Di rumah, aku bercerita pada mama soal pengalamanku barusan. Aku sedang bercerita pada ibu tentang pengalamanku mencoba tersenyum.
"Berhenti. Apa kamu tak tau bahaya jika kamu menunjukkan emosi mu?" Tanya ibu. Aku tak menjawab, hanya memalingkan wajahku.
"Kamu tau kan, menunjukkan emosi bisa mengantarkanmu pada kematian?" Tanya ibu lagi. Aku tak menjawab lagi.
"SR15. Aku tak perlu membentakmu agar kamu menjawabku kan?" Ibu mulai menaikkan nada suaranya
"Ibu panggillah aku dengan nama pemberianmu. "
"Tidak sebelum kau jawab aku."
"Ibu, aku hanya ingin terbebas dari dunia robot ini. Aku ingin tersenyum dan tertawa, menangis dan marah, tidak seperti ini. Aku harus menahan segala emosiku, aku bahkan ingin memelukmu, mencium pipimu yang hangat, tersenyum tiap kali kau pulang ke rumah dan lainnya. That's all i want, mom."
Plakk. Ibu menampar pipiku. Aku terkejut kemudian mengelus pipiku. Ibu tak pernah menamparku sama sekali. Aku tersentak kemudian melihatnya menangis sambil bersimpuh. Ibu menangis!
"Ibu. . ."
"Maafkan ibu, Sarah. Ibu tak bisa membawa kita keluar dari kekejaman ini."
"Tidak apa, ibu. Aku baik baik saja."
"Tidak, kau pasti tersiksa dengan semua ini". Aku mulai menangis, air mataku keluar.
"Kamu jangan menangis, Sarah. Ibu tidak mau kamu pergi sekarang."
"Ibu, aku tidak peduli usia ku sendiri, aku ingin meluapkan emosi ini bersama ibu."

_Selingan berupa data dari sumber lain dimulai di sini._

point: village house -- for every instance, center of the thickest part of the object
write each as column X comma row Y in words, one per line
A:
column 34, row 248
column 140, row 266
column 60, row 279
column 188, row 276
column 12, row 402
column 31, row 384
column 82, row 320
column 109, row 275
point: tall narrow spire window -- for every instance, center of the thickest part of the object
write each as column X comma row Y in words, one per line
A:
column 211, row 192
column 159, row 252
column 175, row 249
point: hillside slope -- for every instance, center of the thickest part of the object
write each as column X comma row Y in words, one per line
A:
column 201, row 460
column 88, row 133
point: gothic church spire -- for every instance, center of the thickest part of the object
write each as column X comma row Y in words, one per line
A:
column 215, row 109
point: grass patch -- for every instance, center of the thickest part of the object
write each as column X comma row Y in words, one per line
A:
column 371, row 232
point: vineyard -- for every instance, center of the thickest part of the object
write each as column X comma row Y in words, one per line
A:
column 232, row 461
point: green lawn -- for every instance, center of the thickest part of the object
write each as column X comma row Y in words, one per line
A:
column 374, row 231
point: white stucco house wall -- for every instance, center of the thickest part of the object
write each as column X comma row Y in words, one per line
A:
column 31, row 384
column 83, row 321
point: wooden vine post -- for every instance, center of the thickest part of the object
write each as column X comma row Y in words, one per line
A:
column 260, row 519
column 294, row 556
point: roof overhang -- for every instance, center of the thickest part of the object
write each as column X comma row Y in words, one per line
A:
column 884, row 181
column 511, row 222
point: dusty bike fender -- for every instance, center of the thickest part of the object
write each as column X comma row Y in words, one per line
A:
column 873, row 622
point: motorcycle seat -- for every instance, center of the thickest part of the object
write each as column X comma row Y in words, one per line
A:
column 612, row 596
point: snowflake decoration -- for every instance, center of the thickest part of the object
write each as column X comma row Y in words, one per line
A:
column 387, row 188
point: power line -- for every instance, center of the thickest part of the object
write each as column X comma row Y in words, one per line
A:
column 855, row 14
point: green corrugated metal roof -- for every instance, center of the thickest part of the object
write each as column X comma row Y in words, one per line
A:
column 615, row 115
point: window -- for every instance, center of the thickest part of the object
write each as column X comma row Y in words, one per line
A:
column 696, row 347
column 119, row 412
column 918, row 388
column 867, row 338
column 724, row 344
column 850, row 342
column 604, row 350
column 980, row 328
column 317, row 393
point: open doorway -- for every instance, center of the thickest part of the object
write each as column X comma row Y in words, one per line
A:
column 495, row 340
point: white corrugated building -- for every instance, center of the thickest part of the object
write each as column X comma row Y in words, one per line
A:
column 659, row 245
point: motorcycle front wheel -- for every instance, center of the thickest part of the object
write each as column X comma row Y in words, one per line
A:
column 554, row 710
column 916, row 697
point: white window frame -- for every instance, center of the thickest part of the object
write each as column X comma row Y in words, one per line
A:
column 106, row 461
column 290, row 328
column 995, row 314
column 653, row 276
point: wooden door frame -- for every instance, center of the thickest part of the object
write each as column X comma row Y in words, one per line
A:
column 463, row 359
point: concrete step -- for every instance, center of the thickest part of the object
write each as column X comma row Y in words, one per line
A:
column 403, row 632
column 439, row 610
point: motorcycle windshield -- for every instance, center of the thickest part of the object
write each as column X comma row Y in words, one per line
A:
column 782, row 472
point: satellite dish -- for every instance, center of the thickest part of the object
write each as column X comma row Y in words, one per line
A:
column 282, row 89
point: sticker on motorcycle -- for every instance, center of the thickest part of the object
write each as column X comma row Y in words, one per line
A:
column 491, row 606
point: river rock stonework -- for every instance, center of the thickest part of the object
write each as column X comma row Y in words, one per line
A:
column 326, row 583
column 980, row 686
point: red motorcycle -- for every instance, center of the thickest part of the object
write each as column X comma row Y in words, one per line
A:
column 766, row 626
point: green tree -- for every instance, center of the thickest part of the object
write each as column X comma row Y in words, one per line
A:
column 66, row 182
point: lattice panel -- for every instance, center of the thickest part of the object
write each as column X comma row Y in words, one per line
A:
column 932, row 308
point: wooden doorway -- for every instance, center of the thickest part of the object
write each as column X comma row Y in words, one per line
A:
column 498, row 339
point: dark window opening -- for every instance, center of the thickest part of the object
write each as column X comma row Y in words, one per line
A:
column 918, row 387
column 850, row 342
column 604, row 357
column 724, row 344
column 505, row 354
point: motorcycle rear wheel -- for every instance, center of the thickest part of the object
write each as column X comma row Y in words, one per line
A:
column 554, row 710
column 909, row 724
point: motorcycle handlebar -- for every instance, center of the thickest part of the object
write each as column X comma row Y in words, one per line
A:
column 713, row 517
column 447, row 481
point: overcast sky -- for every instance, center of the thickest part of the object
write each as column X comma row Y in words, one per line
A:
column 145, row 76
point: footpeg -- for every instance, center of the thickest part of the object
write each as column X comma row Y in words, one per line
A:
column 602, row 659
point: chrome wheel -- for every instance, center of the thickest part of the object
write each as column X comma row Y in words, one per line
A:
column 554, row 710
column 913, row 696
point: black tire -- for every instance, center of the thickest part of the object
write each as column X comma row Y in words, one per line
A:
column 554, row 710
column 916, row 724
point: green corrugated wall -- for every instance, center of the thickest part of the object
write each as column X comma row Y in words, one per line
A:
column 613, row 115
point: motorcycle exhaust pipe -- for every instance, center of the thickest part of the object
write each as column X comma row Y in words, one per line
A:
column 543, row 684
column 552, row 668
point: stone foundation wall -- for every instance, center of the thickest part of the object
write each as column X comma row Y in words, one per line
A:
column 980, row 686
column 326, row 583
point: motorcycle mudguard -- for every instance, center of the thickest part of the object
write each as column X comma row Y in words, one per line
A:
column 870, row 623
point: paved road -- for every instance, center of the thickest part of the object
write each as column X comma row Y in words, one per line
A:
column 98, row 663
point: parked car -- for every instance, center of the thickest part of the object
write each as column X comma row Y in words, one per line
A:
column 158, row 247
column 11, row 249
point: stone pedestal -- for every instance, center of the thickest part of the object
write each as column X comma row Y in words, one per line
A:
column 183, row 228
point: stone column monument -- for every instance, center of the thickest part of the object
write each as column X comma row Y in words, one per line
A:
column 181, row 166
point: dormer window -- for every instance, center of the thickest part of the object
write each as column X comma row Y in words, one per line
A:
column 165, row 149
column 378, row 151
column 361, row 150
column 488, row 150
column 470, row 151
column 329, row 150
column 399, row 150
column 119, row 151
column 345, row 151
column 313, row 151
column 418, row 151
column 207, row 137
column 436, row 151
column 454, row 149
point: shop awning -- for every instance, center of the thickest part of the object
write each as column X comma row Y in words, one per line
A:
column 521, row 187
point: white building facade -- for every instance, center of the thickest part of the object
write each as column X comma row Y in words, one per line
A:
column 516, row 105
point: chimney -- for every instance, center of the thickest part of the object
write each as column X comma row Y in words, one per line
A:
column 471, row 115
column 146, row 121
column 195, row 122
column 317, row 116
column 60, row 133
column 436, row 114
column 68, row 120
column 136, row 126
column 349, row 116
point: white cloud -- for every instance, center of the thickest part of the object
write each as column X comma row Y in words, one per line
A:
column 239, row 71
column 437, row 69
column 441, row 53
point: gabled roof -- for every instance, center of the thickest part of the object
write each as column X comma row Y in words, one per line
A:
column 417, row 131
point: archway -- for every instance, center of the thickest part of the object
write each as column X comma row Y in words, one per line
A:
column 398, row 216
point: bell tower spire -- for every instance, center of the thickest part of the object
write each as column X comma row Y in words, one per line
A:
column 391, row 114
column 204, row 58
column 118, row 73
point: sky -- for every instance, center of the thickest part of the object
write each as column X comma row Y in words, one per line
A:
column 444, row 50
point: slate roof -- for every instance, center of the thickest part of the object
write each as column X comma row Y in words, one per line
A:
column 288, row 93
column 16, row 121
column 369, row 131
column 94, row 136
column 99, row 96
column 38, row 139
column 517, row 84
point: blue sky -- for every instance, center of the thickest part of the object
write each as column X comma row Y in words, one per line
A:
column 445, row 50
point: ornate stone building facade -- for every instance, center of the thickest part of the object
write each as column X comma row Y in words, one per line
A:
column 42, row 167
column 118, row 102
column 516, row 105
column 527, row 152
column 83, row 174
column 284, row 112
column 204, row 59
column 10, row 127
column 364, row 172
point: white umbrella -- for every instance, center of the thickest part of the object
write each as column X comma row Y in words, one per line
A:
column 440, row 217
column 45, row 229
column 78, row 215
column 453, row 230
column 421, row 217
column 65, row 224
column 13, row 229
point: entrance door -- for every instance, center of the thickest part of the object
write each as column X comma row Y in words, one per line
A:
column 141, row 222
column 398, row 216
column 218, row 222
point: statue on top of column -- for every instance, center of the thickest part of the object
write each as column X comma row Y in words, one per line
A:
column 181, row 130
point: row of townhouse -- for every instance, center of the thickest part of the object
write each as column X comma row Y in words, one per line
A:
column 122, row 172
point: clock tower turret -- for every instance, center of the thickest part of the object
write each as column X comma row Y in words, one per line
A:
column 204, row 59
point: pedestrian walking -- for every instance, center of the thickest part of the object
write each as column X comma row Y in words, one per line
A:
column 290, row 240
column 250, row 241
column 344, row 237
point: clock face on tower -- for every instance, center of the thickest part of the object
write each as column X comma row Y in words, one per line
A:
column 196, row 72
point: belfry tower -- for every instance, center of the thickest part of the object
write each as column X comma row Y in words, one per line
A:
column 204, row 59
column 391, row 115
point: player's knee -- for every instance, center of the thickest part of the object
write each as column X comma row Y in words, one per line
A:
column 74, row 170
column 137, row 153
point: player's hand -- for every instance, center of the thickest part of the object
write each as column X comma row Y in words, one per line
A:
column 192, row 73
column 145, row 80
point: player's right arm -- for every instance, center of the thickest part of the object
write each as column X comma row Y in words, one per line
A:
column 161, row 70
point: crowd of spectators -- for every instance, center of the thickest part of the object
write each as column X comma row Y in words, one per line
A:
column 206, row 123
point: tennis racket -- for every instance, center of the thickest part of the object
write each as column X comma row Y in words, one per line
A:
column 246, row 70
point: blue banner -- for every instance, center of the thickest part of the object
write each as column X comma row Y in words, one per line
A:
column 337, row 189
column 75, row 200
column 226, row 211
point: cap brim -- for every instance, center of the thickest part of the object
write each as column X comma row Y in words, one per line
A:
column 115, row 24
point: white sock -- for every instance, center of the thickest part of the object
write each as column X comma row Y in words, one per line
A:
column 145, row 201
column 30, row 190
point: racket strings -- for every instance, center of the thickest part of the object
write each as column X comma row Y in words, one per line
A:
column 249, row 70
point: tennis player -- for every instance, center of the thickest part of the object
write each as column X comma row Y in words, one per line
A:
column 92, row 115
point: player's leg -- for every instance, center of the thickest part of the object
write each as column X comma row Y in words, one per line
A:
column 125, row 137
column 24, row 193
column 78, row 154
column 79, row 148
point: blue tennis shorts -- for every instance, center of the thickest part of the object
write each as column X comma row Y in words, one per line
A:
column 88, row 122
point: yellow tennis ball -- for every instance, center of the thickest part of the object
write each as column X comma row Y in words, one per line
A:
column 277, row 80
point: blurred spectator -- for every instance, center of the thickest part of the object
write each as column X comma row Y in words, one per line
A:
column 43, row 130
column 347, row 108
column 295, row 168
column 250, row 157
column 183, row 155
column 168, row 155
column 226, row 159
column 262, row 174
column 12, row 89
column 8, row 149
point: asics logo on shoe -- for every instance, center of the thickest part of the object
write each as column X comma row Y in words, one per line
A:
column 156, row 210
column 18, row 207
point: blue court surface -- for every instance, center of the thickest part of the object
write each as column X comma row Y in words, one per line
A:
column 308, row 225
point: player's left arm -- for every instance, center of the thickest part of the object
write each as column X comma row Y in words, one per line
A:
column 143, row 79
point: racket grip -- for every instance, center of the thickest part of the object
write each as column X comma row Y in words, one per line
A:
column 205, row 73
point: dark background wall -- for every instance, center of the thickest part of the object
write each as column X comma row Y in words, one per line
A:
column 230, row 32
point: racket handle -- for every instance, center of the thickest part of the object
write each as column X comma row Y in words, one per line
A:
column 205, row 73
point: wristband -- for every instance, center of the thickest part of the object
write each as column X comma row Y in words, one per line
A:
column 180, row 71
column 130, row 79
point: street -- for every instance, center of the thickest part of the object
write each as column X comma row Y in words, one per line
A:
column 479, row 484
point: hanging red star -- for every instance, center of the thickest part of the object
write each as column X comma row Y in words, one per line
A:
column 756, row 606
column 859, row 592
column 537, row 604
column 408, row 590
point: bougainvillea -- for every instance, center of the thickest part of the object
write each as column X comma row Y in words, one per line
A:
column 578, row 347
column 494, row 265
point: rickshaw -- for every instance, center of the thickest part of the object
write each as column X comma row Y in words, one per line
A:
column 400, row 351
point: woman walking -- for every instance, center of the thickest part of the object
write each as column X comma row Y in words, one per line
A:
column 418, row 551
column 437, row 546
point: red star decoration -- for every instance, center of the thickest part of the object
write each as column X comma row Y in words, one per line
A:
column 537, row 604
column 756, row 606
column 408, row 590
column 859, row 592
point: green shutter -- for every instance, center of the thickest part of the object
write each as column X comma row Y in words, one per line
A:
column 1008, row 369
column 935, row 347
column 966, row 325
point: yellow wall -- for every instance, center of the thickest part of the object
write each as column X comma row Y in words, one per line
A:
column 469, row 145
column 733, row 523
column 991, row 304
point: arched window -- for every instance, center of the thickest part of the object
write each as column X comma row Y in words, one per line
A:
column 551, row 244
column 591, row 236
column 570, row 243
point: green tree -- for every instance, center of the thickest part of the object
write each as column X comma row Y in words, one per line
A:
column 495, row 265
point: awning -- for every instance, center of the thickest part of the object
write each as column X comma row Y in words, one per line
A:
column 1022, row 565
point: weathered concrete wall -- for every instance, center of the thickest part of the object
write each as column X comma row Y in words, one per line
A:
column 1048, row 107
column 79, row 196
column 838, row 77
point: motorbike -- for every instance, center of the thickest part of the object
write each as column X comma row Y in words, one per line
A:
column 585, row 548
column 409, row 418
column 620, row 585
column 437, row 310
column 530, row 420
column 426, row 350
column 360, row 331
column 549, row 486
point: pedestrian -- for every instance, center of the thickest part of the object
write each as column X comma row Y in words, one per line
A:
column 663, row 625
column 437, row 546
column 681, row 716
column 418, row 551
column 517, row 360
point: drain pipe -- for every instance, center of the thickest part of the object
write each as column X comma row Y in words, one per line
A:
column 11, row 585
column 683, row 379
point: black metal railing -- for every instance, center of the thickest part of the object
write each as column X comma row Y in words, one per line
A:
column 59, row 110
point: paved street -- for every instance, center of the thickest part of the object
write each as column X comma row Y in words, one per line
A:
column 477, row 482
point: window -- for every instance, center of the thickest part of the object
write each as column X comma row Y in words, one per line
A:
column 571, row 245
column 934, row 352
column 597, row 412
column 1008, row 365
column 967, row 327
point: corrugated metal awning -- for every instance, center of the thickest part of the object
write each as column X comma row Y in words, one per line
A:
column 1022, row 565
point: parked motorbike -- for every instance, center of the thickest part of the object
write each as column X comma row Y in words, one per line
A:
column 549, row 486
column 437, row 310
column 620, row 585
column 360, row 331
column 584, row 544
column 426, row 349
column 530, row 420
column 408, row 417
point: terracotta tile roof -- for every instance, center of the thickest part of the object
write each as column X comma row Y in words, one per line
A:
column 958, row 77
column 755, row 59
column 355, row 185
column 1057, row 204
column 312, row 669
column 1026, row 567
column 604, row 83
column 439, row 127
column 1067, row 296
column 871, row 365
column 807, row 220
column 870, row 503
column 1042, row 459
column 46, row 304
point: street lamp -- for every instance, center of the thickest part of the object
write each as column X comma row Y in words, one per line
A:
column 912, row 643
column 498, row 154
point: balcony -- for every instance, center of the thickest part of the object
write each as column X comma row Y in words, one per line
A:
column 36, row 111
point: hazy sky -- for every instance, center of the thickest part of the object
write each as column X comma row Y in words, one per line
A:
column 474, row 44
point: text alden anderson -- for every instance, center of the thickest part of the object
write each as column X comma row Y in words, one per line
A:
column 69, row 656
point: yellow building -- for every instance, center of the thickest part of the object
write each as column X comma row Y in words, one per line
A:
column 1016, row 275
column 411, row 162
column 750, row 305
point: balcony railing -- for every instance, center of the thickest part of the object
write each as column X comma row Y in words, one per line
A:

Kemudian kami berpelukan, sambil terus menangis menumpahkan emosi yang bertahun-tahun kami pendam. Selanjutnya aku dan ibu tertidur di sofa, hingga esok harinya. Hari ini. Dimana aku menyelesaikan cerita ini. Pagi ini aku melihat ambulans dari jendela kamarku. Entahlah, apabila aku dan ibu mati hari ini, setidaknya kami sempat merasakan indah meluapkan emosi. Ah mungkin hanya ini yang bisa aku ceritakan. Ibu telah memanggilku untuk menonton satu film komedi yang pernah kami tonton tanpa tawa, berarti kali ini dengan senyum dan tawa haha.